La crosta terrestre ha i giorni contati. A guidare le operazioni c’è Xu Zhenqiang, direttore del Chinese Institute of Geology and Marine Science, a bordo della Mengxiang (“Sogno”), la più imponente e tecnologica nave da perforazione oceanica mai concepita dall’ingegneria navale. L’imbarcazione, un gigante da 180 metri di lunghezza equipaggiato con nove laboratori scientifici d’avanguardia a bordo, è entrata ufficialmente in servizio operativo nel Mar Cinese Meridionale. L’obiettivo dichiarato è storico: trivellare 11.000 metri sotto il livello del mare per raggiungere e perforare la discontinuità di Mohorovičić (la cosiddetta “Moho”). Il punto esatto, cioè, in cui finisce la crosta e inizia il mantello terrestre.
Trivellare sulla terraferma è un’impresa titanica e inefficiente: significa dover superare uno spessore medio di 37 chilometri di roccia continentale durissima. Sul fondo dell’oceano, invece, la natura ha lasciato una scorciatoia, riducendo lo scudo della crosta terrestre a uno spessore compreso tra i 5 e i 7 chilometri. La strategia cinese punta tutto su questa vulnerabilità strutturale del pianeta.

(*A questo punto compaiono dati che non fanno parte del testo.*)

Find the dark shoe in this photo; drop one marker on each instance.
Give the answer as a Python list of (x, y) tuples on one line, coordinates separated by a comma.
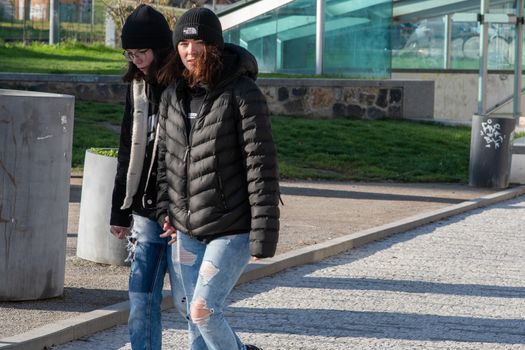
[(252, 347)]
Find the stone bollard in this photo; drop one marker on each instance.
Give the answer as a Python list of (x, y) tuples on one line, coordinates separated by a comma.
[(36, 131), (94, 242)]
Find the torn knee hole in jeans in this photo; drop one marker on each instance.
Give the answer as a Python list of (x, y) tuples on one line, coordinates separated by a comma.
[(200, 314), (131, 247)]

Per farlo, la Mengxiang deve resistere a condizioni ambientali estreme: a undici chilometri di profondità la pressione idraulica e i flussi termici della Terra tendono a fondere e distruggere le punte perforanti in leghe metalliche standard.

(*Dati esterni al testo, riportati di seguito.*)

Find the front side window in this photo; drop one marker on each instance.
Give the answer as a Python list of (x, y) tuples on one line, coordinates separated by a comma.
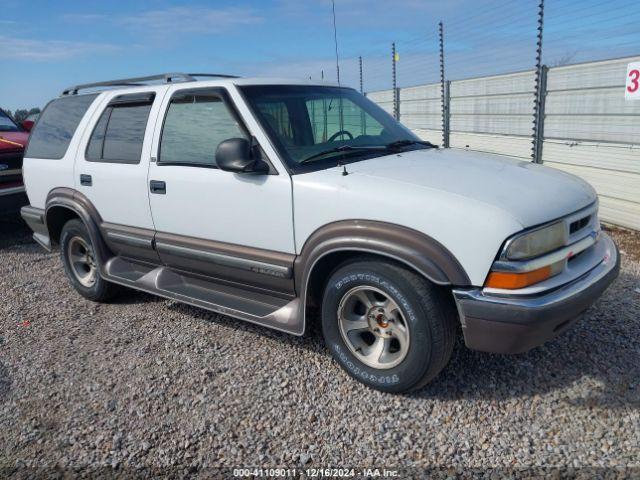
[(119, 134), (56, 126), (195, 124), (6, 124), (315, 127)]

Nessun essere umano ha mai visto o estratto un pezzo di mantello integro direttamente dal cuore pulsante della Terra.
L’operazione non è solo una dimostrazione di forza geopolitica e tecnologica nei confronti degli Stati Uniti. I carotaggi profondi che la sonda asiatica recupererà forniranno le prime prove fisiche e dirette della dinamica profonda delle placche tettoniche, svelando i flussi di calore che generano i terremoti più violenti e distruttivi e aprendo la caccia a nuove forme di vita microbiche capaci di sopravvivere nella biosfera profonda in totale assenza di luce e ossigeno.